Our results also confirmed the presence of significant regional differences in the K1, VT, and k2 distributions for both tracers at baseline. Overall, the highest baseline VT and K1 values for both tracers were found in cortical regions such as occipital and orbitofrontal cortex, and in the case of [18F]MC225 higher VT and K1 values were also found in the cerebellum. These findings agree with previous publications where the highest uptake at baseline for both tracers in rats was found in frontal cortex and cerebellum [33, 49]. Since at baseline the P-gp function is working adequately, this may suggest that cerebellum and cortical regions display a lower P-gp function compared to other brain regions. However, after the P-gp inhibition, the regional differences between tracers were reduced, indicating that some regions were more affected by P-gp inhibition than others. In (R)-[11C]verapamil the most affected region was the midbrain whereas in [18F]MC225, it was the striatum. For both tracers, the regions less affected by P-gp inhibition were the cerebellum and orbitofrontal cortex. These results also suggest that subcortical areas may have a higher P-gp function than frontal cortex and cerebellum.

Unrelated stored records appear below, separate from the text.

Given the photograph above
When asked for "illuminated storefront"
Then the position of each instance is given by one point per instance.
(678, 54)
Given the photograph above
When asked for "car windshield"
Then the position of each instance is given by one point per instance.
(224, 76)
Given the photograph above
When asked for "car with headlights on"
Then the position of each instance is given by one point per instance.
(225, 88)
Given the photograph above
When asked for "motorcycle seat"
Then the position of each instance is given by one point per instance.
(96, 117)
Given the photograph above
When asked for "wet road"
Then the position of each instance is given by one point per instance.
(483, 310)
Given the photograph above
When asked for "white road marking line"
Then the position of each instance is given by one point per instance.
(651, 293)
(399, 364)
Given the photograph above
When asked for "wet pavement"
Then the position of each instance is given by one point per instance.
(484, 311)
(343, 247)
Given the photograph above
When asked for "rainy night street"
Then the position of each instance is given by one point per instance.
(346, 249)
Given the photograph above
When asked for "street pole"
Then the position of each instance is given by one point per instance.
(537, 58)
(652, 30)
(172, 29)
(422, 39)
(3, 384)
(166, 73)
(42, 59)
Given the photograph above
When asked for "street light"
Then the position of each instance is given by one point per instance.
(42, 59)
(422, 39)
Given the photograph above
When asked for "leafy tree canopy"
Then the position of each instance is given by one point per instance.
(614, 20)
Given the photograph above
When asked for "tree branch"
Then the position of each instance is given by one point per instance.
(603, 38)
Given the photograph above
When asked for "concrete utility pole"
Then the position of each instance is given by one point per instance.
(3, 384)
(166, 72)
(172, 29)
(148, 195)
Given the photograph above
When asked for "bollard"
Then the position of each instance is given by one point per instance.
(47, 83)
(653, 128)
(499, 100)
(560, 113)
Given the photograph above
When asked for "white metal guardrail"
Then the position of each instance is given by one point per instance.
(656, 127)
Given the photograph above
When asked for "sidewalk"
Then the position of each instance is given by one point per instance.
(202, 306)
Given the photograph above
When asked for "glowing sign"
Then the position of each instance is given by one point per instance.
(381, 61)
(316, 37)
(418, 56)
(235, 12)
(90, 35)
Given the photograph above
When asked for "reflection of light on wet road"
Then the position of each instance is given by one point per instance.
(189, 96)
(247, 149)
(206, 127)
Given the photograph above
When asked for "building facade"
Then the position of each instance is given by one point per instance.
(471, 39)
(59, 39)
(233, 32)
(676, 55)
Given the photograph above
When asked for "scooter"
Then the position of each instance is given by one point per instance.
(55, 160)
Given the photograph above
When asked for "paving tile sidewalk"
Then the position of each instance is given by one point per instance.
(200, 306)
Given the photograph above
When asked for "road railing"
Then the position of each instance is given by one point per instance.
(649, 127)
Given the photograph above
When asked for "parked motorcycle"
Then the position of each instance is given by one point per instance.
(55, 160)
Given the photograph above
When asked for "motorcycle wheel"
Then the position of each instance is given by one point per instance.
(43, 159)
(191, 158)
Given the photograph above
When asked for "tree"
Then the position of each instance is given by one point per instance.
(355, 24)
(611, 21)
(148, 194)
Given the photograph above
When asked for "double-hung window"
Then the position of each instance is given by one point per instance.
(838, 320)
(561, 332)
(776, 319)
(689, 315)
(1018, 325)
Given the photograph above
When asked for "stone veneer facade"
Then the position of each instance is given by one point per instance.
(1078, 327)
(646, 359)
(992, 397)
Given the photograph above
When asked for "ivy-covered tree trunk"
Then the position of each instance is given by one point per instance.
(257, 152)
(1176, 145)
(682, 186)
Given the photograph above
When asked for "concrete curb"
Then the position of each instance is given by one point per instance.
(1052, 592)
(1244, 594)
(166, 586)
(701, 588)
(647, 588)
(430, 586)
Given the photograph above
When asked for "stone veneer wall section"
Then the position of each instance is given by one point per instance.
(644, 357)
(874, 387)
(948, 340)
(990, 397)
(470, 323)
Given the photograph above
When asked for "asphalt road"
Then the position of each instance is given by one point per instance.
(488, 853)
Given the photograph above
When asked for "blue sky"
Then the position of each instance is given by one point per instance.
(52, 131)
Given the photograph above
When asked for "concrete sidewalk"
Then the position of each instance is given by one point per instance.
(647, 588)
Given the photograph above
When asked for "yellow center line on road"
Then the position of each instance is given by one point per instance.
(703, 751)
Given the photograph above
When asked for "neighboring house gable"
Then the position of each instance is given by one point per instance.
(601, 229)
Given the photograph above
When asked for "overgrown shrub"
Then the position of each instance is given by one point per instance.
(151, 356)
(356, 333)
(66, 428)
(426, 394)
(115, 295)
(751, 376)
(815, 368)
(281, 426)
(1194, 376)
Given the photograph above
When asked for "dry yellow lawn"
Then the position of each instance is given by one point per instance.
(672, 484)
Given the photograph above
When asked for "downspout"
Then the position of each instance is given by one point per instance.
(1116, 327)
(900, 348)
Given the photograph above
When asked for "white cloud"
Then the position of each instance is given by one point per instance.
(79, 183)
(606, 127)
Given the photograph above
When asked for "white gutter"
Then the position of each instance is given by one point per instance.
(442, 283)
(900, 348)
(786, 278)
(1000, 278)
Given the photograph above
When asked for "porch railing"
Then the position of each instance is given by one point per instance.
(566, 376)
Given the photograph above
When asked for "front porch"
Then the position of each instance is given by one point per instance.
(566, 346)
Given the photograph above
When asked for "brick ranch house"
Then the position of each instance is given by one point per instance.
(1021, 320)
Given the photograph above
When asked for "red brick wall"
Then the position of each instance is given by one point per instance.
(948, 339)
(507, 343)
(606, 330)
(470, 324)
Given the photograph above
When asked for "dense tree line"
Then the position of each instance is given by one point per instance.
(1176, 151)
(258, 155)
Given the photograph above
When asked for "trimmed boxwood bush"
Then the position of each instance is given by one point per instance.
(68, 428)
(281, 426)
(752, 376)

The study also described simplified quantification methods. SUV values do not reach a stable value during the 30-min-PET scan and therefore, they should not be used to estimate the P-gp function. Previous studies suggested the use of the negative slope of the whole-brain SUV-TAC as a simplified parameter to measure the P-gp function [39]. Since the 30-min SUV-TACs of both tracers did not show any washout, the negative slope could not be calculated. Instead, a positive slope using the first 75 seconds of the PET scan, which may be related to the entry of the tracer in the brain, was calculated and correlated to the kinetic parameters. The results showed a good correlation between the positive slope and the K1 and VT of both tracers. Thus, the positive slope may be used as a surrogate parameter to estimate the P-gp function, avoiding the blood sampling and full kinetic analysis. This method may facilitate the assessment of the P-gp function in clinical studies.